El derecho a la ciudad. El urbanismo de género

Sonia Puente Landázuri TRIBUNA

OPINIÓN

Plaza de la Escandalera (Oviedo)
Plaza de la Escandalera (Oviedo)

La decana del Colegio Oficial de Arquitectos de Asturias reflexiona sobre el modelo de ciudad al que aspirar en la sociedad actual

26 ago 2018 . Actualizado a las 05:00 h.

Sobre la ciudad hay múltiples miradas pero vamos a detenernos en aquella consciente, desde la perspectiva de un feminismo evolutivo, integrador y sintético, basado en la igualdad de derechos de todas las personas: el derecho a la ciudad y, en definitiva, la calidad de vida.

La Arquitectura, con mayúsculas, entendida como la disciplina que construye la ciudad, progresa y se adapta a lo largo de la historia de acuerdo con los desafíos a los que se enfrenta. La ciudad, el invento más complejo del ser humano, ha dado muestras a lo largo de los siglos de ir a la vanguardia en la generación de derechos y su implementación en el espacio urbano. El gran avance de hoy en día es que ya se considera la visión de género sobre ella como un derecho más e implica a las administraciones.
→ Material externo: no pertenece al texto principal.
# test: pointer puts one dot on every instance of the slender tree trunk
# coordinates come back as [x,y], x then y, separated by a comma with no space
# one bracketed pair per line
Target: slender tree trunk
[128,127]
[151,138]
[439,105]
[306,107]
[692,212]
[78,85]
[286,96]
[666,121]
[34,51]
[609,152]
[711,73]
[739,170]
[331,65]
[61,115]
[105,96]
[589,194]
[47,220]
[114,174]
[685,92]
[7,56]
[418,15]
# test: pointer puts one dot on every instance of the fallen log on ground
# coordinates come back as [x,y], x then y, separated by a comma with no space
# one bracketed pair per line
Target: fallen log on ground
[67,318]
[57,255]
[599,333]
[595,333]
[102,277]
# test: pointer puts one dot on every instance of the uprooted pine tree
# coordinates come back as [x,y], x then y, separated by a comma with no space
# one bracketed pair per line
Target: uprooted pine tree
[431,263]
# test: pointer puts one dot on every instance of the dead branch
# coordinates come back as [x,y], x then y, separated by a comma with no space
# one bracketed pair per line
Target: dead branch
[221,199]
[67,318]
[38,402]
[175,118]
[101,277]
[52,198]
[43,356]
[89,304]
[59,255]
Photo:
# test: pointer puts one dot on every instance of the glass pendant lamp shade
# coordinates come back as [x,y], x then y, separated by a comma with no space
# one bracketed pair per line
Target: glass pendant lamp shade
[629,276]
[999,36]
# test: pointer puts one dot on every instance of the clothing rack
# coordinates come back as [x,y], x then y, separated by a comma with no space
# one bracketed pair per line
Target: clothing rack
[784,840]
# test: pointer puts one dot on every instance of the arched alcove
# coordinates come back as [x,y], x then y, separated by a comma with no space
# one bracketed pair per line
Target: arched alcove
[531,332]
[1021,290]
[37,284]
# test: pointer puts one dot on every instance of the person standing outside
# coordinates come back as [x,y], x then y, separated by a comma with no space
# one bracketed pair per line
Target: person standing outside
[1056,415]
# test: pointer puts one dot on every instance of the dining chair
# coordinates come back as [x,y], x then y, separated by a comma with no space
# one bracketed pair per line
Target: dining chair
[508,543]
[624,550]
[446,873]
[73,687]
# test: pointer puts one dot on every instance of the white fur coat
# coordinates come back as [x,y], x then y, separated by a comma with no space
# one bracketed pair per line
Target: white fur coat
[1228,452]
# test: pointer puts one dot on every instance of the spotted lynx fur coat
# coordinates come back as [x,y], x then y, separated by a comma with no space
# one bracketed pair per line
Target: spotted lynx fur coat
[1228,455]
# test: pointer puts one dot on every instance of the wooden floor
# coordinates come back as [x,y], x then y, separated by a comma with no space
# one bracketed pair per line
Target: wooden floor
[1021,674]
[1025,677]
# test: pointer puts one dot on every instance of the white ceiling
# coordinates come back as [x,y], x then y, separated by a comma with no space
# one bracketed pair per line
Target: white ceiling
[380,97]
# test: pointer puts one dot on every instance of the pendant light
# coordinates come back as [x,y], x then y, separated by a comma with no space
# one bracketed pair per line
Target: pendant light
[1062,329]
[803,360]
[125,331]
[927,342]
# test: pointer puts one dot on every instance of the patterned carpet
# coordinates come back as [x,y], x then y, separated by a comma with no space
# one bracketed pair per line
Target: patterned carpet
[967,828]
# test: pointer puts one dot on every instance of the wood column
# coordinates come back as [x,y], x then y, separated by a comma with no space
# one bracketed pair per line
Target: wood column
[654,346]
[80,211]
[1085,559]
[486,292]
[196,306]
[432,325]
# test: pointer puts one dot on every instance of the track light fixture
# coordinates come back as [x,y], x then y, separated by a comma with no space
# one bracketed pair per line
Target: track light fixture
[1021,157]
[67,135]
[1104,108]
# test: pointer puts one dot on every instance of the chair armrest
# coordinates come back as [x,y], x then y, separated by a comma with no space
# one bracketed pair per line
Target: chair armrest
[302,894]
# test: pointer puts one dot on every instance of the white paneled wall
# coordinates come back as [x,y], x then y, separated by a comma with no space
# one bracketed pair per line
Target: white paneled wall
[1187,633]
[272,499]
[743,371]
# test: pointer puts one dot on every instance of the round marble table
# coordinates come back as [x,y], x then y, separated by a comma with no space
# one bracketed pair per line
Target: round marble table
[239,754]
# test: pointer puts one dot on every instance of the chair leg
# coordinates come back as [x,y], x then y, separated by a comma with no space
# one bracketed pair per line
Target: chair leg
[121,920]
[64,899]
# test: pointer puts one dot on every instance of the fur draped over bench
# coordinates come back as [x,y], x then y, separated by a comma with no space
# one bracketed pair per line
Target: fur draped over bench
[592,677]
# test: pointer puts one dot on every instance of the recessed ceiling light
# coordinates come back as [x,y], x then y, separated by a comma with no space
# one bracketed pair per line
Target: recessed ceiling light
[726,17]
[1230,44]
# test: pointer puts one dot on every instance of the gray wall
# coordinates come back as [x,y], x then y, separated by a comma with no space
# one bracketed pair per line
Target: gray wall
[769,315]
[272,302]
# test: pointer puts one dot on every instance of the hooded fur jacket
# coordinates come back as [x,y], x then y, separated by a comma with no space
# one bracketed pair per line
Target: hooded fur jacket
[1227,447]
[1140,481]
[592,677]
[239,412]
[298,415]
El desafío del siglo XXI es lograr la igualdad de oportunidades en la sociedad, con carácter general, y  en lo que se refiere a nuestra disciplina, el derecho a la ciudad, en particular.

Partimos de un hecho cierto: la ciudad no es neutra desde un punto de vista de género, y las principales directrices de la planificación urbana, a lo largo de la historia, se han tomado bajo decisiones hegemónicamente patriarcales, que ostentaban el poder del sistema. Esto debe cambiar con la participación de toda la sociedad, en general, y con las disciplinas que manejamos los profesionales a los que la sociedad ha encomendado este servicio: el urbanismo y la arquitectura, en particular.
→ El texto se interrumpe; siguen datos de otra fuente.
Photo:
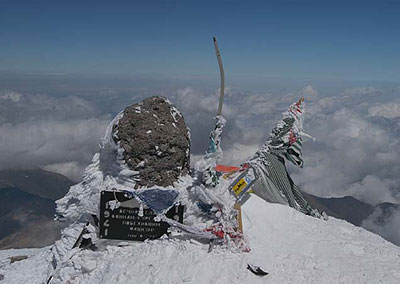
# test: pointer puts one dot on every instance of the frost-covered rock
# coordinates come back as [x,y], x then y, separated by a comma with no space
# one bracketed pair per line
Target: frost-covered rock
[155,140]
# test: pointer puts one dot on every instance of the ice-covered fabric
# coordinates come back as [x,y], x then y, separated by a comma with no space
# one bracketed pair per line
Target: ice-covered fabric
[274,183]
[157,199]
[285,139]
[207,164]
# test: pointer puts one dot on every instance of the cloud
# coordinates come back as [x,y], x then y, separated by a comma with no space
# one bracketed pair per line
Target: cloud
[43,143]
[49,132]
[385,222]
[310,92]
[11,96]
[389,110]
[73,169]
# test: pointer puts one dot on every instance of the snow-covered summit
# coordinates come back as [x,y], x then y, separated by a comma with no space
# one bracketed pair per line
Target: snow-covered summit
[292,247]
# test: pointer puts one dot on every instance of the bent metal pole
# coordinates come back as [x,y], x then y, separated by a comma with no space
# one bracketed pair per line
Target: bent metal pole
[221,71]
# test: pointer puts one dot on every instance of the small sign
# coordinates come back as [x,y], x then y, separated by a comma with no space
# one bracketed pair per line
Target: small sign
[127,222]
[243,183]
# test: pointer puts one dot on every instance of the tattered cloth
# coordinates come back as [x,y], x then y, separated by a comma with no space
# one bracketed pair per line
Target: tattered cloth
[274,183]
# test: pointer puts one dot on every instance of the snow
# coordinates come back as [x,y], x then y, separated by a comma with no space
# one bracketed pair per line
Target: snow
[292,247]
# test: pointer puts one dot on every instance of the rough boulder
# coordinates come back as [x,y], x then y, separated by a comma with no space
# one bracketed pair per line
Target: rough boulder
[155,140]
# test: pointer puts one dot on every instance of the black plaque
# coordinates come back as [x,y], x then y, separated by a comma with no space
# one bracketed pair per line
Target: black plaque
[124,223]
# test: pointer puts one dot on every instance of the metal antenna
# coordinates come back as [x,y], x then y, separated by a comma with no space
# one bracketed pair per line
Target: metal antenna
[222,75]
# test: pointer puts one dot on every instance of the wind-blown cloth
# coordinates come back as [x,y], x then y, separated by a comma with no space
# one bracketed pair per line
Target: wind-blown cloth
[274,183]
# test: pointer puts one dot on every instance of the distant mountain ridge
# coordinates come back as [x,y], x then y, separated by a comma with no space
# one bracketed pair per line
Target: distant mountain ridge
[38,182]
[27,207]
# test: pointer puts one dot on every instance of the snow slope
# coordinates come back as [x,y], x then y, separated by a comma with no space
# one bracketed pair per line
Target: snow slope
[292,247]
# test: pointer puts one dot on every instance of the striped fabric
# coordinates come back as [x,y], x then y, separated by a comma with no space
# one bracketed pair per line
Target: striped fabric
[274,183]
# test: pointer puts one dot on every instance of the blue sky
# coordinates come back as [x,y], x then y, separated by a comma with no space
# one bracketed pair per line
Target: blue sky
[353,40]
Venimos de atrás. Ya en la prehistoria se produce el reparto de roles (los hombres cazan, las mujeres recolectan y cuidan). La mujer ocupaba el mismo espacio para las tareas productivas y reproductivas, esto es, el hogar. Es a partir de la Revolución Industrial cuando la mujer comienza a perder su hueco en la esfera pública. Se produce una segregación de usos en la ciudad, con la agrupación de la mano de obra, femenina, por un lado, y masculina, por otro, en espacios destinados para ello. Es en este momento cuando el trabajo reproductivo, aquel no remunerado que engloba la reproducción, los cuidados, la educación, el apoyo afectivo, etcétera, pasa a un segundo plano y el productivo constituye el eje de la vida cotidiana de la población. Consecuencia de esto es que las ciudades se diseñan acorde a las circunstancias del momento y bajo una determinada mirada masculina de poder y reproducción del sistema capitalista, con una visión del espacio residencial como un ámbito de ocio y descanso en general; mientras que para las mujeres, los espacios habitacionales son lugares donde se llevan a cabo las tareas de trabajo reproductivo: apoyo y de cuidado cotidiano.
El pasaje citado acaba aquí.